7. Demande à l’État partie de soumettre au Centre du patrimoine mondial, d’ici au 1er février 2027, un rapport sur la mise en œuvre des recommandations susmentionnées pour examen par le Comité du patrimoine mondial lors de sa 49e session."
« Hisham’s Palace/ Khirbet al-Mafjar » (État de Palestine)"
Le CPM a décidé "que la proposition d’inscription « Hisham’s Palace/ Khirbet al-Mafjar » (État de Palestine), soumise pour examen par le Comité du patrimoine mondial à sa 47ᵉ session (UNESCO, 2025) mais qui n’a pas pu être évaluée pour des raisons de sécurité, soit examinée à la 49ᵉ session du Comité, si la situation sécuritaire permet d'entreprendre la mission d'évaluation technique, et ce sans préjudice du quota national et du quota global de propositions d’inscription (paragraphe 61 des Orientations), conformément au calendrier prévu au paragraphe 168 des Orientations".
Réactions en Israël
Le 21 juillet 2026, le gouvernement israélien a publié le communiqué de presse mis à jour le 24 juillet 2026 "
Israël condamne la politisation du patrimoine culturel à l'UNESCO. L’UNESCO ne peut rester silencieuse face aux actes de sabotage systématiques perpétrés par des terroristes sur des sites du patrimoine mondial, ni permettre que sa plateforme soit instrumentalisée pour effacer des pans entiers de l’histoire. Cette instrumentalisation cynique du patrimoine culturel sape la crédibilité même de la Convention du patrimoine mondial" :
"Alors que se tient à Busan, en Corée du Sud, la 48e session du Comité du patrimoine mondial de l'UNESCO, le ministère israélien des Affaires étrangères appelle les membres du Comité à rejeter l'instrumentalisation cynique du patrimoine culturel et la trahison totale de l'intégrité professionnelle qui menacent de détruire la crédibilité de la Convention du patrimoine mondial.
Le cas du château de Beaufort, au sud du Liban, révèle un profond échec international.
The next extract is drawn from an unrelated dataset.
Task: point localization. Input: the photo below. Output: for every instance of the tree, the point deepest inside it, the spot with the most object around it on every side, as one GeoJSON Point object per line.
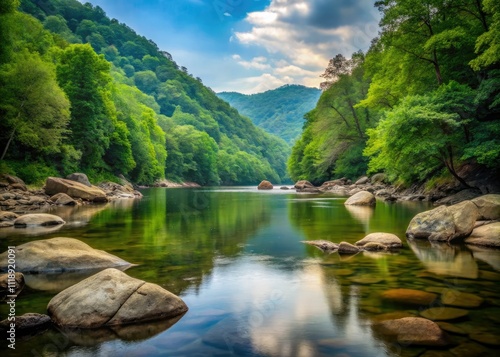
{"type": "Point", "coordinates": [422, 134]}
{"type": "Point", "coordinates": [34, 110]}
{"type": "Point", "coordinates": [85, 78]}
Pendant des années, le Hezbollah a systématiquement militarisé et profané cette forteresse historique des Croisades, la transformant en place forte militaire. Le Hezbollah a construit un vaste réseau de tunnels terroristes directement sous le site antique et a lancé environ 400 roquettes sur des civils israéliens depuis ce complexe. Le Liban porte l'entière responsabilité d'avoir permis à une organisation terroriste d'exploiter son territoire souverain et ses sites patrimoniaux sensibles. Le silence de l'UNESCO face à la profanation systématique de Beaufort par le Hezbollah, alors même que ce dernier cible les opérations défensives d'Israël, constitue un abandon moral.
Dans le même temps, la délégation palestinienne continue d'instrumentaliser l'UNESCO pour mener une campagne hostile et partiale, notamment à travers son initiative concernant Sébastie, l'ancienne Samarie. Sébastie est la capitale historique et biblique de l'ancien royaume d'Israël. La tentative de présenter le site comme étant en situation d'urgence est totalement dénuée de fondement scientifique et ne sert qu'à des fins politiques, occultant ainsi la riche histoire juive et chrétienne du site, pourtant bien documentée. La véritable menace qui pèse sur Sébastie est la négligence et la complicité de l'Autorité palestinienne, qui ont permis aux ruines antiques d'être la proie de vandalisme, de vols et de profanations généralisés.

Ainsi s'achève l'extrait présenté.